Edit: Noch Quotes eingefügt - falls da Leerzeichen enthalten sind im Pfad oder so!


----------



## KeyboardNinjaa (26. Aug 2022)

モストウォンテッド hat gesagt.:


> Hab das jetzt probiert aber irgendwie funktioniert das nicht..


Dann Versuch mal deine .java Datei mit javac in der CMD zu kompilieren.
--> CMD öffnen -> in den Ordner wechseln wo deine.java Datei liegt -> Kompilieren mit "javac deine.java" und in der .bat änderst du java -jar deinDateiName.jar zu java deineKompilierteDatei

@echo off
java deineKompilierteDatei
pause


----------



## モストウォンテッド (26. Aug 2022)

Okay ich weiß jetzt warum es nicht funktioniert habe aber das Problem das ich es nicht lösen kann. Es sagt mir ich hätte java nicht installiert, ich dachte erst das es daran liegt, dass ich nicht die neuste Version habe. Habe mir dann diese heruntergeladen, aber es behauptet immer noch ich hätte kein Java installiert.


fhoffmann hat gesagt.:


> Und wie sollen wir dir bei einer so genauen Fehlerbeschreibung helfen?


----------



## KeyboardNinjaa (26. Aug 2022)

Dann ruf mal bitte die Kommandozeile auf und gebe das mal da ein -> java -version


----------



## モストウォンテッド (26. Aug 2022)

KeyboardNinjaa hat gesagt.:


> Dann ruf mal bitte die Kommandozeile auf und gebe das mal da ein -> java -version


Dann kommt diese Fehlermeldung, obwohl ich java installiert habe(Ich meine ich kann ja den Ordner finden):

Der Befehl "java" ist entweder falsch geschrieben oder
konnte nicht gefunden werden.


----------



## KeyboardNinjaa (26. Aug 2022)

モストウォンテッド hat gesagt.:


> Dann kommt diese Fehlermeldung, obwohl ich java installiert habe(Ich meine ich kann ja den Ordner finden):
> 
> Der Befehl "java" ist entweder falsch geschrieben oder
> konnte nicht gefunden werden.


Wenn du einen Ordner hast kannst du den auch zu deinen Umgebungsvariablen hinzufügen.

WinTaste + S
env

Rechts unten steht -> Umgebungsvariablen <-

Wenn du nicht genau weißt wie das Funktioniert dann würde ich dir eine Neuinstallation vorschlagen.


----------



## KonradN (26. Aug 2022)

Hier wäre wichtig, die genaue Fehlermeldung zu bekommen und nicht nur eine allgemeine Aussage. Es gibt halt mehrere Konstellationen, die auftreten könnten:

a) Du hast generell kein Java installiert. Dann kommt etwas wie "Command not found". Hier wäre die Lösung, einen Java Installer herunter zu laden und Java richtig zu installieren. Dabei wird dann auch der Pfad angepasst und Java wird gefunden (Die Eingabeaufforderung muss nach der Installation aber neu geöffnet werden).

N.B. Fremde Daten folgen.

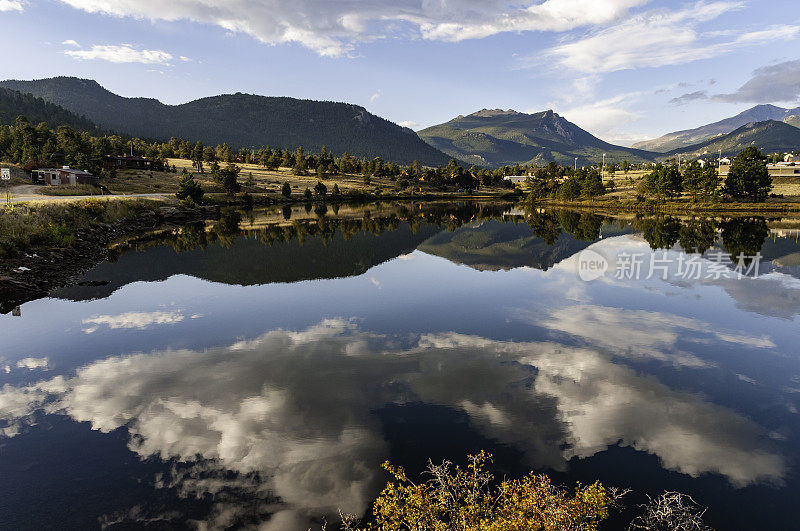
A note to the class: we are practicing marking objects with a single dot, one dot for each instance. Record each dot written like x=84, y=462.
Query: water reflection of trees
x=229, y=226
x=736, y=235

b) Du hattest mal ein altes Java installiert. Früher haben die Installationen auch in c:\windows\system32 einige Programme abgelegt (java.exe, javac.exe, ...) Diese sind bei einer Deinstallation aber verblieben. Dann siehst Du eine andere Fehlermeldung, denn dieses Programm ist nur ein Wrapper, das in der Registry nach einer Java Installation schaut. Diese Registry Keys gibt es aber schon lange nicht mehr.
Möglichkeiten in dem Fall: 
1. Manuelle Bereinigung. Die Programme werden einfach manuell gelöscht. Hier gibt es aber schlicht das Problem, dass man halt nicht zu viel aber auch nicht zu wenig löschen möchte
2. Eine Installation durchführen, die auch diese Registry Keys setzt. Das kannst Du z.B. bei dem OpenJDK  Adoptium bei der Installation als Option mit auswählen (https://adoptium.net/de/) Vorher aber ggf. einfach noch die anderen Java Installationen deinstallieren.


----------



## モストウォンテッド (26. Aug 2022)

KonradN hat gesagt.:


> Hier wäre wichtig, die genaue Fehlermeldung zu bekommen und nicht nur eine allgemeine Aussage. Es gibt halt mehrere Konstellationen, die auftreten könnten:


Tatsächlich ist das was ich oben kopiert habe die einzige Fehlermeldung die ich bekomme


----------



## KonradN (26. Aug 2022)

モストウォンテッド hat gesagt.:


> Tatsächlich ist das was ich oben kopiert habe die einzige Fehlermeldung die ich bekomme


Ah ok, sorry - da muss ich blind gewesen sein. Dein


モストウォンテッド hat gesagt.:


> Der Befehl "java" ist entweder falsch geschrieben oder
> konnte nicht gefunden werden.


habe ich übersehen.

Das ist die Fehlermeldung, wenn java nicht gefunden wurde - also Möglichkeit a von dem, was ich da beschrieben habe.

Daher wäre die Frage, was Du genau gemacht hast, um Java zu installieren. Es ist z.B. möglich, java als ZIP File zu laden und dann einfach zu entpacken. Dann ist aber natürlich der Pfad nicht angepasst.

Daher evtl. den letzten Part mit dem Adoptium mal ausprobieren - Das einfach laden und Installieren und bei der Installation auch den Pfad anpassen lassen. Java_Home würde ich auch setzen. Dann die Eingabeaufforderung neu starten und ein java -version sollte nicht mehr diese Fehlermeldung bringen.


----------



## モストウォンテッド (27. Aug 2022)

KonradN hat gesagt.:


> Daher evtl. den letzten Part mit dem Adoptium mal ausprobieren.


Danke es hat damit dann jetzt funktioniert


----------